Reputation: 9284
Say I have a project like this in Mercurial
root/
proj1
proj2
If I open proj1 in IntelliJ, I will have to set the VCS root to "root" or else IntelliJ won't show any changes. But, if I do so I will also see changed files in proj2. How can I exclude proj2 or set the root to proj1 while still seeing my changes?
Upvotes: 0
Views: 605
Reputation: 551
This can be tricky because mercurial is intended to be used as One Project One Repo. By default mercurial will want to commit all files when an hg commit
is ran. There is a command to commit specific files that is rarely used: hg commit -I file1.foo -I file2.foo -I file3.foo
. So you are basically trying to tell IntelliJ to constantly run that type of command, but pretend you don't see the other files to know you need to run that type of a command.

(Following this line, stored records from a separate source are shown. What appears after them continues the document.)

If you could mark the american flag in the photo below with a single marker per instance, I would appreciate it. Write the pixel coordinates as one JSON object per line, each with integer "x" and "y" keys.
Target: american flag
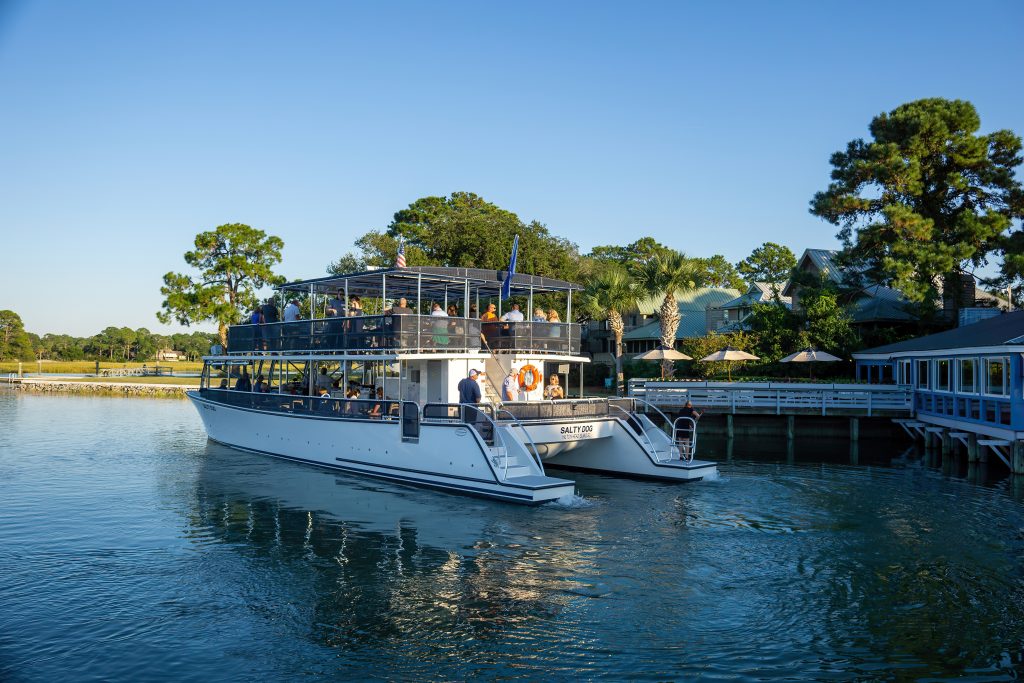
{"x": 399, "y": 261}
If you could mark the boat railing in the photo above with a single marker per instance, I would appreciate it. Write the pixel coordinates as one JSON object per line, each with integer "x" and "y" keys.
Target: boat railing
{"x": 684, "y": 435}
{"x": 526, "y": 411}
{"x": 479, "y": 417}
{"x": 527, "y": 336}
{"x": 360, "y": 333}
{"x": 327, "y": 407}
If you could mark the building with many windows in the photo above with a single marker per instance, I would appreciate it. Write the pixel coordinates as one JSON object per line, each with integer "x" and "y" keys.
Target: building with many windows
{"x": 969, "y": 378}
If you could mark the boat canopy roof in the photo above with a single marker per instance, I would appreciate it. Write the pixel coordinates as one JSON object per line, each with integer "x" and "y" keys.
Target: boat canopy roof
{"x": 429, "y": 282}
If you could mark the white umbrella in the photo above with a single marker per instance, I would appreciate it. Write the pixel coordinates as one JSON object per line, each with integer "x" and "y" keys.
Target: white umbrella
{"x": 663, "y": 353}
{"x": 729, "y": 353}
{"x": 810, "y": 355}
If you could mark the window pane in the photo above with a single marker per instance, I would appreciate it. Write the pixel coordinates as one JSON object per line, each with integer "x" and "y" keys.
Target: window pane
{"x": 942, "y": 375}
{"x": 967, "y": 376}
{"x": 994, "y": 376}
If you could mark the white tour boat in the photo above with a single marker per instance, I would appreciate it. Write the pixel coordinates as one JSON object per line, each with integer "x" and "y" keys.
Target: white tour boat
{"x": 370, "y": 384}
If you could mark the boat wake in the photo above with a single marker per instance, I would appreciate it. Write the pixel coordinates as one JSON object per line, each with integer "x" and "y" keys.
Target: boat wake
{"x": 571, "y": 503}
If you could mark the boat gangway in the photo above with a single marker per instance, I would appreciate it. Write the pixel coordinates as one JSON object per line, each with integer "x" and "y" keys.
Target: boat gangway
{"x": 778, "y": 398}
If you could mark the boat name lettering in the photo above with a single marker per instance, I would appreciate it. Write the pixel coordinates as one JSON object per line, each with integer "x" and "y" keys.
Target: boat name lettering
{"x": 577, "y": 431}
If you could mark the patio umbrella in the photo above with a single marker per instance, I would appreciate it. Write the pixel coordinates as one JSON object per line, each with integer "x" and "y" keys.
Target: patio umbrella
{"x": 730, "y": 354}
{"x": 810, "y": 354}
{"x": 663, "y": 353}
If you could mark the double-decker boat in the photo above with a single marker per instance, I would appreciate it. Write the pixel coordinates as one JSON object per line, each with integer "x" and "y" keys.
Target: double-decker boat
{"x": 370, "y": 384}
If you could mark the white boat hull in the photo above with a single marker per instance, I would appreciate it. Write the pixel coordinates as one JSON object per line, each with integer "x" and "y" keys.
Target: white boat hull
{"x": 612, "y": 445}
{"x": 448, "y": 457}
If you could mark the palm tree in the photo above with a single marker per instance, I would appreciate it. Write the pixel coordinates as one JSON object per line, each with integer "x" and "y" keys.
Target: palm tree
{"x": 664, "y": 274}
{"x": 609, "y": 294}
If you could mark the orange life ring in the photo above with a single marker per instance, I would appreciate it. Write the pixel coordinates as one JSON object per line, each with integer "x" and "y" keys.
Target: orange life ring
{"x": 536, "y": 377}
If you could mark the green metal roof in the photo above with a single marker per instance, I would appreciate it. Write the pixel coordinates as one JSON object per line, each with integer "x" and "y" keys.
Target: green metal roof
{"x": 691, "y": 311}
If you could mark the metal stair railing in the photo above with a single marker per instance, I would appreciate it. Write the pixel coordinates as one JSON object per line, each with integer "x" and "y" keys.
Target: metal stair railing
{"x": 532, "y": 445}
{"x": 643, "y": 432}
{"x": 495, "y": 431}
{"x": 685, "y": 438}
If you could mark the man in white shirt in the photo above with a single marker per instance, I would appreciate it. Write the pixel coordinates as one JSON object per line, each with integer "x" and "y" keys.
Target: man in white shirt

When you go to commit in IntelliJ if you use the commit dialog you can see the files it wants to commit. You can uncheck the files from proj2. Usually IntelliJ remembers to continue to ignores these files from future commits, but if you select the commit dialog differently they may appear checked again.
Realistically you should pull each project out to their own repository. Then this and many other potential problems with the setup goes away. Read One Project One Repository - Mercurial Used Right for reasons why.
Upvotes: 0
Reputation: 5653
You can hide folders in File -> Project Structure... -> Modules
Select your module, then select your folder, that you want to hide and then click to "Excluded".